The first quarter of 2001 will be sluggish, but the rest of the year should be strong enough to sustain new-car sales of 16.3 million, NADA's chief economist said Sunday.
Economist Paul Taylor attributes the economic slowdown to several factors, including sharply higher gasoline prices, short-term interest rate increases and fears of inflation.
Taylor said falling interest rates, expected federal tax cuts, low unemployment and consumers' economic stability are positive factors for economic growth and light-vehicle sales.
"There is still a great deal of spending power in American households," he said.
Taylor said NADA's Dealer Optimism Index, which gauges dealer's profit expectations for the next 12 months, was down for the first three quarters of 2000.
Taylor expected the fourth quarter would follow suit.
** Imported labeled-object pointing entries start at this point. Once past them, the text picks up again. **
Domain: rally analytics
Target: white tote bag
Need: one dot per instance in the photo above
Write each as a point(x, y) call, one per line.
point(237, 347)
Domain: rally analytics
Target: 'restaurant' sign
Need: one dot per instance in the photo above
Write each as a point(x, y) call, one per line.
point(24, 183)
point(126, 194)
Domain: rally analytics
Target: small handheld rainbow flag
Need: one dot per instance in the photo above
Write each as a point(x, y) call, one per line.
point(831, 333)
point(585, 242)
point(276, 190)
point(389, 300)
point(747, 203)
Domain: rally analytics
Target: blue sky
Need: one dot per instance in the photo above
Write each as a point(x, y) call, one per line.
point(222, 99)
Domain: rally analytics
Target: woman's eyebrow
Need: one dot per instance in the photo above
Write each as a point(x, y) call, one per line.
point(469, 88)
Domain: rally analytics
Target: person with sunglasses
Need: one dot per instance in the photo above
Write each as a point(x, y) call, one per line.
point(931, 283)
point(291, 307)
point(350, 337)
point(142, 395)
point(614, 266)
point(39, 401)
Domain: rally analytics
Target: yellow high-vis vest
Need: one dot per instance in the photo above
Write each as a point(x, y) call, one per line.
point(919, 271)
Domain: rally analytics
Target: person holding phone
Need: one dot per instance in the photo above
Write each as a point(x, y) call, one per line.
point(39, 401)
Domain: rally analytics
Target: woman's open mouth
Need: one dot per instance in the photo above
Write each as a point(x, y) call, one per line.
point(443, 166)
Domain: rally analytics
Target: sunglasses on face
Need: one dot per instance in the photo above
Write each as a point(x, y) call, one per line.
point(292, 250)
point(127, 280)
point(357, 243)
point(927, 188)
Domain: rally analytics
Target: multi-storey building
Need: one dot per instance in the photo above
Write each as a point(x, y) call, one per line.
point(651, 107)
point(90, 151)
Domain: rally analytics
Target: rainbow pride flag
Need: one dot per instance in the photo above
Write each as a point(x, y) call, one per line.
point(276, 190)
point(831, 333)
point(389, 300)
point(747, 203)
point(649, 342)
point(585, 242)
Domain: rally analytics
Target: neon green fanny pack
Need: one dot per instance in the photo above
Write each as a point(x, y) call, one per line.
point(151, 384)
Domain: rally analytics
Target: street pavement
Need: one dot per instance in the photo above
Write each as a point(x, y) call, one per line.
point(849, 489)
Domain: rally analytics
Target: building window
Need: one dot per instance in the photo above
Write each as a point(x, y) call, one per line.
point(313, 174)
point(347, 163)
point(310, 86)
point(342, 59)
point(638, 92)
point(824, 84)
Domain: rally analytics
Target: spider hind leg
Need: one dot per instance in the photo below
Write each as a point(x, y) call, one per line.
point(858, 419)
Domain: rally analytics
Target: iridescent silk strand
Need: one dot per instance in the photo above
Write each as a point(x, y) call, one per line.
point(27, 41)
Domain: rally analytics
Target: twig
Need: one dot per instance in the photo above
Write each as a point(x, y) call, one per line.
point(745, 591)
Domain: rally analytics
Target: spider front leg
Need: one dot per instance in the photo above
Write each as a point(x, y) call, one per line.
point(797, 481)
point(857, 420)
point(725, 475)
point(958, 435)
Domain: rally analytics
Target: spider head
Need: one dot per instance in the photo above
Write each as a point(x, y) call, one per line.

"It's been a fairly reliable indicator, and we fully expect the sales to drop," Taylor said of the index. "But we're having a tremendous year even as the industry slows."
About last year, Taylor said:
Dealership expenses picked up after a downward trend of three years, mostly because floorplan expenses increased. Floorplan expense per new car retailed, even with higher sales, doubled from about $74 to $149.
Eighty-three percent of NADA members have Web sites; almost 99 percent of those sites are interactive.
"Crossover" utility vehicles — which includes Chrysler's PT Cruiser and small sport-utilities — dominated the sales growth in the light-truck segment with a 78 percent increase.